Malaysian palm oil futures rose to an over two-month high on Wednesday evening, charting a second straight day of gains, as traders forecast declining production in the coming months and improving export data. The benchmark palm oil contract for March delivery on the Bursa Malaysia Derivatives Exchange rose as much as 1.1 percent to 2,202 ringgit ($535.38) in the second half of trade, its highest level since Oct. 24, before easing some gains.
It ended the trading day up 0.2 percent to 2,183 ringgit a tonne. Trading volumes stood at 36,824 lots of 25 tonnes each at the close of trade. Palm prices were up on a seasonal basis, a Singapore-based trader said. "During January-March, production always goes down and prices go up," he said.

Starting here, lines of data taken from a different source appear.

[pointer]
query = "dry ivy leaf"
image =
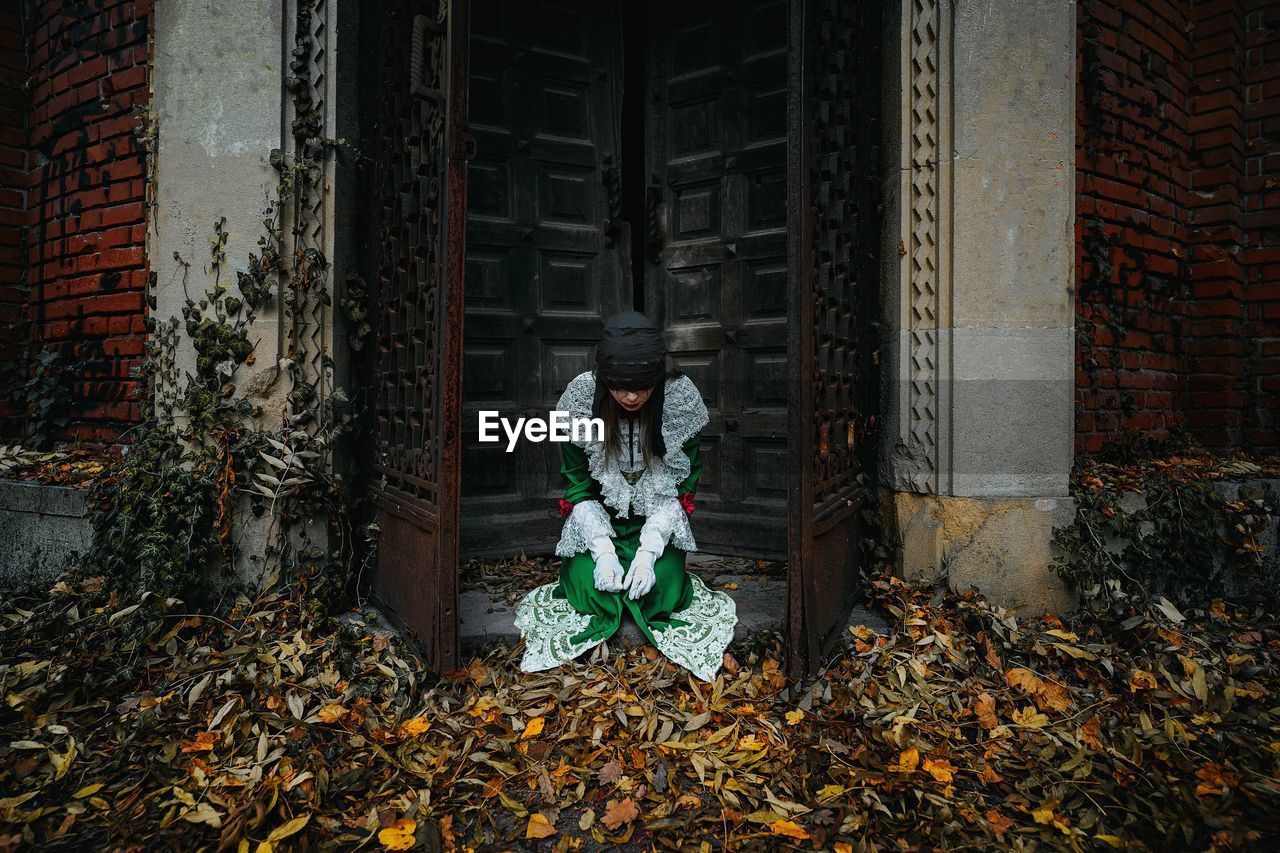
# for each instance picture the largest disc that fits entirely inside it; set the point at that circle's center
(1029, 717)
(539, 826)
(611, 774)
(999, 822)
(1142, 680)
(616, 813)
(204, 742)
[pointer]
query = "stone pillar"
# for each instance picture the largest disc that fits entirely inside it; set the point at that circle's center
(977, 277)
(232, 81)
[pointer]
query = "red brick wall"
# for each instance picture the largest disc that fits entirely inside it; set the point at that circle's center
(13, 190)
(1176, 322)
(86, 71)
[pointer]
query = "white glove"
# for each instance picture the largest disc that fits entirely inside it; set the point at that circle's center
(640, 576)
(608, 569)
(653, 541)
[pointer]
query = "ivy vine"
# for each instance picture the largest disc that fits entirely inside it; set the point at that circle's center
(169, 512)
(1160, 532)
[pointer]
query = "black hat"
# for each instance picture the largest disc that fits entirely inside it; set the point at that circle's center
(631, 356)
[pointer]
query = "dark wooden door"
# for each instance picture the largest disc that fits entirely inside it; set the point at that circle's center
(417, 121)
(832, 201)
(717, 251)
(542, 264)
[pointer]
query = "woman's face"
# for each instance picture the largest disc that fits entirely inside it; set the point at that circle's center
(631, 400)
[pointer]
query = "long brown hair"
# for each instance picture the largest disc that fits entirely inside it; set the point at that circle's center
(612, 413)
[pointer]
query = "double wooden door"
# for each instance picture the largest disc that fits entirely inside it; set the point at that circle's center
(497, 247)
(548, 251)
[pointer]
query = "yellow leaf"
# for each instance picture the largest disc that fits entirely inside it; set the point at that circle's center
(1045, 813)
(906, 761)
(398, 835)
(1142, 679)
(789, 828)
(538, 824)
(1029, 717)
(332, 714)
(940, 769)
(414, 728)
(827, 792)
(984, 708)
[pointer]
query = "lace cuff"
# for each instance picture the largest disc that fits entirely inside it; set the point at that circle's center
(585, 523)
(667, 523)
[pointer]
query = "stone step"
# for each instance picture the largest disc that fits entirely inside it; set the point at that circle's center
(485, 619)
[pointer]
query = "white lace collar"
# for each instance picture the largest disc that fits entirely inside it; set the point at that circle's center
(684, 414)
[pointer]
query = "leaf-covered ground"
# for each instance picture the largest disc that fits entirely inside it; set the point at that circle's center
(138, 725)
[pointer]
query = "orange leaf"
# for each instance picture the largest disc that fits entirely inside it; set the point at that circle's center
(789, 829)
(332, 714)
(398, 835)
(984, 706)
(906, 761)
(616, 813)
(940, 769)
(414, 728)
(1141, 680)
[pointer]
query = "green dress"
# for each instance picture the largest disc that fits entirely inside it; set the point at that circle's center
(680, 615)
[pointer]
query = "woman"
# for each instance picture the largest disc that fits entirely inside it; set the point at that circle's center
(627, 500)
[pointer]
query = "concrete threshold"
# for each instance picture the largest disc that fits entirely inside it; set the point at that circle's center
(487, 619)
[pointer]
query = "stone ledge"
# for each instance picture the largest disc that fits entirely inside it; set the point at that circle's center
(485, 619)
(44, 529)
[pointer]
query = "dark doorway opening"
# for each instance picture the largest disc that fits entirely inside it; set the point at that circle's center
(634, 101)
(626, 156)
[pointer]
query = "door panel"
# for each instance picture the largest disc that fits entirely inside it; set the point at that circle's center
(835, 269)
(717, 151)
(540, 272)
(417, 105)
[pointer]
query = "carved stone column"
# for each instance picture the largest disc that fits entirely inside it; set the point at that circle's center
(977, 283)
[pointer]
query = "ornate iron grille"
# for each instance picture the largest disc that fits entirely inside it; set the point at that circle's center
(410, 245)
(844, 197)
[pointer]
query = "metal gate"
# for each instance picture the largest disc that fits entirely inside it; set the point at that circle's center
(835, 279)
(419, 195)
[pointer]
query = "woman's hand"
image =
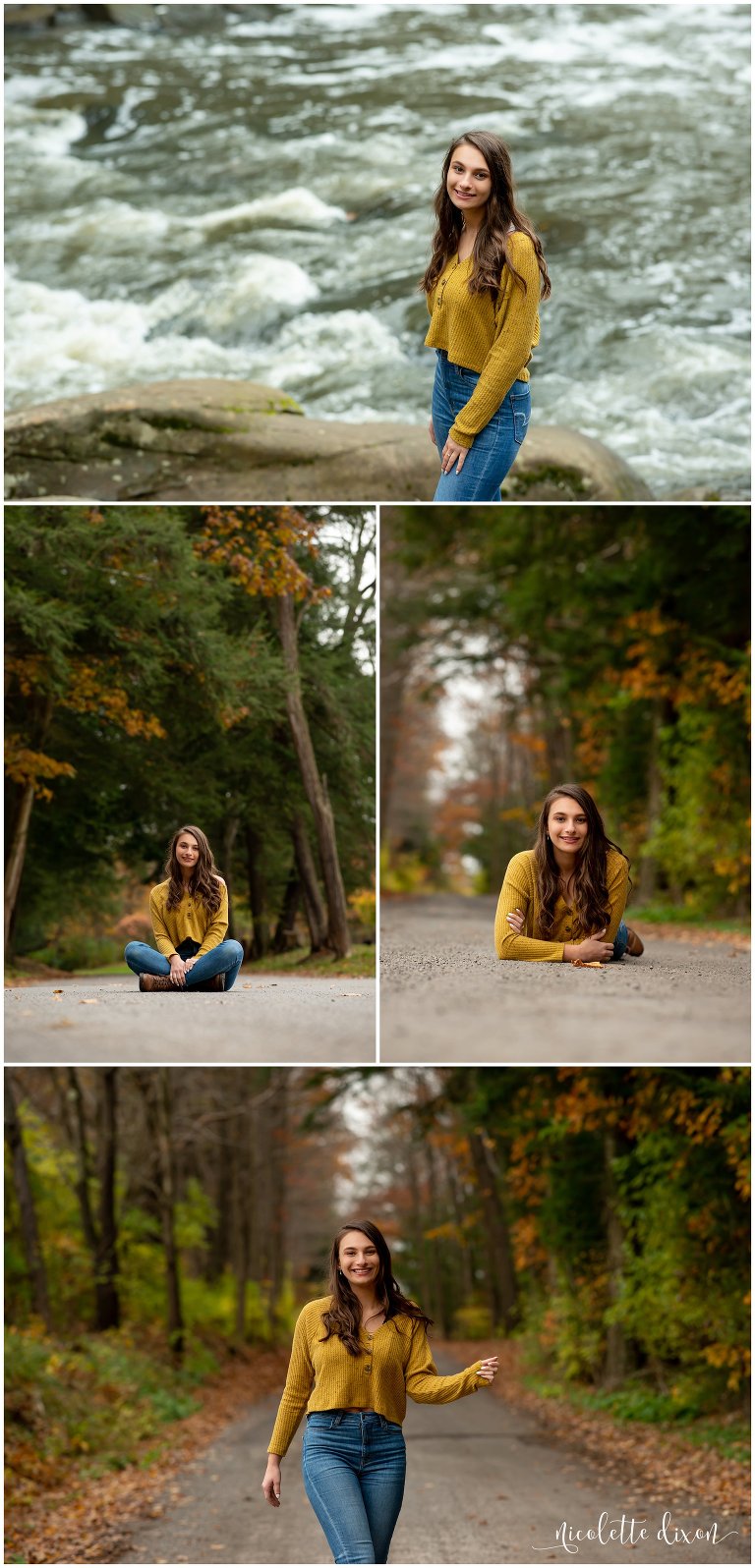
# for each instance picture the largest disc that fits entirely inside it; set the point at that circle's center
(452, 454)
(272, 1483)
(178, 971)
(591, 950)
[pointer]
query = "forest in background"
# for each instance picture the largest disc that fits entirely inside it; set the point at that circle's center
(204, 665)
(607, 646)
(165, 1223)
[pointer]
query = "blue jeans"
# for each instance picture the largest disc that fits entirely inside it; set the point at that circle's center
(622, 936)
(223, 960)
(494, 449)
(354, 1468)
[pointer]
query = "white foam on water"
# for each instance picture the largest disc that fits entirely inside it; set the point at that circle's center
(297, 205)
(316, 345)
(60, 344)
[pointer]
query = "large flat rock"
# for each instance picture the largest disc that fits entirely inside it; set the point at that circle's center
(218, 439)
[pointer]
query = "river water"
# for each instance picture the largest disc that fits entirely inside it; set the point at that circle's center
(249, 195)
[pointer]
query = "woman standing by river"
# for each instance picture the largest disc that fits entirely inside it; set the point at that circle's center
(189, 921)
(357, 1354)
(484, 283)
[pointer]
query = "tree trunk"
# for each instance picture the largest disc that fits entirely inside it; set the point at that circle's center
(23, 1187)
(229, 831)
(284, 933)
(15, 866)
(162, 1104)
(315, 786)
(260, 927)
(614, 1368)
(649, 865)
(499, 1255)
(315, 908)
(108, 1307)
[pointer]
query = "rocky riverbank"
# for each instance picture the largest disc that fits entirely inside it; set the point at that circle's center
(218, 439)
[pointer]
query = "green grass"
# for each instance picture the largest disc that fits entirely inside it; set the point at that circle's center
(99, 1397)
(728, 1433)
(360, 963)
(672, 915)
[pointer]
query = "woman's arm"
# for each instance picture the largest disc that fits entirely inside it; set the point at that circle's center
(509, 944)
(295, 1394)
(217, 927)
(617, 889)
(510, 349)
(423, 1381)
(163, 939)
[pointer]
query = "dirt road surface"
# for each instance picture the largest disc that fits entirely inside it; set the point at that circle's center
(484, 1486)
(446, 997)
(270, 1018)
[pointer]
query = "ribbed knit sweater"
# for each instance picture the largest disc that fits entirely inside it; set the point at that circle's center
(496, 339)
(396, 1362)
(520, 892)
(189, 918)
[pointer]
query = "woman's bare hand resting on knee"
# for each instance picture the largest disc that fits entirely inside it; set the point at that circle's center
(178, 971)
(589, 950)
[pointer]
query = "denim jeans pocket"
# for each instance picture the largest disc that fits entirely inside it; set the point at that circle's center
(520, 405)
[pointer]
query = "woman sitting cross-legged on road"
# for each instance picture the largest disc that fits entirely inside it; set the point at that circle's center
(189, 923)
(564, 900)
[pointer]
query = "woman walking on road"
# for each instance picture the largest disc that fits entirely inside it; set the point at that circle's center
(484, 283)
(357, 1354)
(189, 916)
(564, 900)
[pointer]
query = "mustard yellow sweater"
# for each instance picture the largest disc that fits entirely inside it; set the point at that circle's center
(494, 339)
(189, 918)
(520, 892)
(396, 1362)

Expectations of monthly export gains were also supportive of the market, as demand in December was "quite low", said another trader. Palm oil shipments from Malaysia, the world's second largest producer and exporter, edged up from the previous month to between 1.2 million tonnes (MT) and 1.3 MT in December, according to cargo surveyor data.
Cargo surveyors are expected to release export data for the Jan. 1-10 period on Thursday after 0300 GMT. Exports are also expected to rise following India's decision to reduce import taxes on Southeast Asian palm oil. India, the world's largest edible oil importer, had previously raised import duties on edible oils last year to support local prices.
In other related oils, the Chicago March soyabean oil contract rose 0.6 percent, while the March soyabean oil contract on the Dalian Commodity Exchange edged up 0.3 percent. Meanwhile, the Dalian January palm oil contract jumped 2.5 percent. Palm oil prices are impacted by changes in soyaoil prices, as they compete for a share in the global vegetable oil market.